Hi there,
I may have found a clue on this in case anyone's interested:
the FreeBSD box runs on an Intel Atom 230 64-bit CPU
I did more digging and found this:
http://www.freebsd.org/projects/bigdisk/index.html
"An audit is needed to make sure that all reported fields are 64-bit
clean. There are reports with certain fields being incorrect or
negative with NFS volumes, which could either be an NFS or df problem."
Not sure where to go now, as the last entry in that project is dated
2005 -- again, any tips welcome.
-John
On 3 Feb 2009, at 19:21, John Morgan Salomon wrote:
Hi there,
I'm facing an odd problem with an NFSv2 mount. I'm using userland
nfsd from a Buffalo TeraStation Pro v1 NAS, running PPC Linux 2.4.20.
r...@leviathan:~# uname -a
Linux LEVIATHAN 2.4.20_mvl31-ppc_terastation #3 Tue Jul 18 09:29:11
JST 2006 ppc GNU/Linux
I am sharing the following filesystem:
r...@leviathan:~# df -k
Filesystem 1K-blocks Used Available Use% Mounted on
<local filesystems>
/dev/md1 1755708928 979032844 776676084 56% /mnt/array1
/etc/exports looks as follows:
/mnt/array1/data 192.168.2.0/255.255.255.0(rw,sync,insecure)

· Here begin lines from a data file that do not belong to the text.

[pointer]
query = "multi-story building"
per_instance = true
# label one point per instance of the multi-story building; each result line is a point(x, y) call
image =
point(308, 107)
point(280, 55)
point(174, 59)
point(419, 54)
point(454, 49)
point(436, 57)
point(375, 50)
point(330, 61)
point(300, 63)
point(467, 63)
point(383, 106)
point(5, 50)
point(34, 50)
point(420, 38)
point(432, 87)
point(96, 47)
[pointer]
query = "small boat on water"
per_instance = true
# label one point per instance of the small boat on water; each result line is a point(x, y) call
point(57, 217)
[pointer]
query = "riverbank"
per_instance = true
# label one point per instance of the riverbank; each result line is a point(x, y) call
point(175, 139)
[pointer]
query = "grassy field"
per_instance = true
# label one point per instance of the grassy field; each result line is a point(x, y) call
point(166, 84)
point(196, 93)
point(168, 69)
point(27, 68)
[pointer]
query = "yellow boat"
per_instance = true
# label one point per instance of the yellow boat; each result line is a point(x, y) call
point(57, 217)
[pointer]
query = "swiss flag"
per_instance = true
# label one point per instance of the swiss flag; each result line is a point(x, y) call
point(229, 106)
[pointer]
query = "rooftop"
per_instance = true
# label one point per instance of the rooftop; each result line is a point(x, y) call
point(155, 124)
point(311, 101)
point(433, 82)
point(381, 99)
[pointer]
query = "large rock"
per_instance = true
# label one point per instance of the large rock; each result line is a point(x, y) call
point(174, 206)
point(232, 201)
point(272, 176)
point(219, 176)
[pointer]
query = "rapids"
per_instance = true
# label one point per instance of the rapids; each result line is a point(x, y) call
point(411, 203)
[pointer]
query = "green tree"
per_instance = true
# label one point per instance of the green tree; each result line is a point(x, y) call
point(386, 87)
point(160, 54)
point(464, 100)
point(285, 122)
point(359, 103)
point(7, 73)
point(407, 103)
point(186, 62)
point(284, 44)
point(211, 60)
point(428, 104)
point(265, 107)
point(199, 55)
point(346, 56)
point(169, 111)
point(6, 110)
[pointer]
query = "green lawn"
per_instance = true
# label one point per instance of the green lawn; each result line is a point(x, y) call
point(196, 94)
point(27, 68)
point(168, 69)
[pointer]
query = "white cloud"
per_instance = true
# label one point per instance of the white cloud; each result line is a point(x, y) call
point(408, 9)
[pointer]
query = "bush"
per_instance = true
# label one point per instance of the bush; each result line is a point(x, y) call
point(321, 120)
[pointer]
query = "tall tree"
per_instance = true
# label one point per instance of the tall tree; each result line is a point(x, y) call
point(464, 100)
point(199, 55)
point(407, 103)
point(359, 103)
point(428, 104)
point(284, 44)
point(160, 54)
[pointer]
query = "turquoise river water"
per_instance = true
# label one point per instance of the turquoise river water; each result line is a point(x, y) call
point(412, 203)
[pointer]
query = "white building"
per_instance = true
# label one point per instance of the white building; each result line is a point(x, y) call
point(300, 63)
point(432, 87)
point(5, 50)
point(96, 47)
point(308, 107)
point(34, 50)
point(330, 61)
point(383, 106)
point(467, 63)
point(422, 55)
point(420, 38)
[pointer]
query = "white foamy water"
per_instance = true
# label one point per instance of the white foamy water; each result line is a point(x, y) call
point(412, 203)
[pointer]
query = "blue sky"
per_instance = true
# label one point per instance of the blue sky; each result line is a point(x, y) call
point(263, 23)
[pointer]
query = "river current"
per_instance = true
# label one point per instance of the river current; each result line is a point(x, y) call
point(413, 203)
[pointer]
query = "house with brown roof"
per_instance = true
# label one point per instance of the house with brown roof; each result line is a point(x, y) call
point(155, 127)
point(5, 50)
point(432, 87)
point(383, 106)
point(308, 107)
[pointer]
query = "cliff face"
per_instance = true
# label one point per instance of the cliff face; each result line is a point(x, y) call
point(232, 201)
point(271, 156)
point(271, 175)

Mounting this on my Macbook Pro:
Fluffy:~ root# mount_nfs 192.168.2.11:/mnt/array1/data /mnt
Fluffy:~ root# df -k
Filesystem 1024-blocks Used Available
Capacity Mounted on
<local filesystems>
192.168.2.11:/mnt/array1/data 1755708928 979032844 776676084
56% /mnt
So far, so good...
Mounting this on a FreeBSD 7.1 client:
behemoth# mount /data
behemoth# df -k
Filesystem 1024-blocks Used Avail
Capacity Mounted on
<local filesystems>
192.168.2.11:/mnt/array1/data -391774720 -1168450804 776676084
298% /data
Here is my fstab:
192.168.2.11:/mnt/array1/data /data nfs rw 0 0
Woo. 298%! That's a record, even for me.
I've tried mount_nfs with -2, -T, and I can't think of anything
else. There are no telling log messages, either on the NAS or on
the FreeBSD box.
behemoth# uname -a
FreeBSD behemoth 7.1-RELEASE-p2 FreeBSD 7.1-RELEASE-p2 #2: Sat Jan
31 20:13:15 CET 2009 r...@behemoth:/usr/obj/usr/src/sys/
BEHEMOTH i386
Any ideas? It's causing various php scripts that need an accurate
filesystem size to puke all over the place. Help!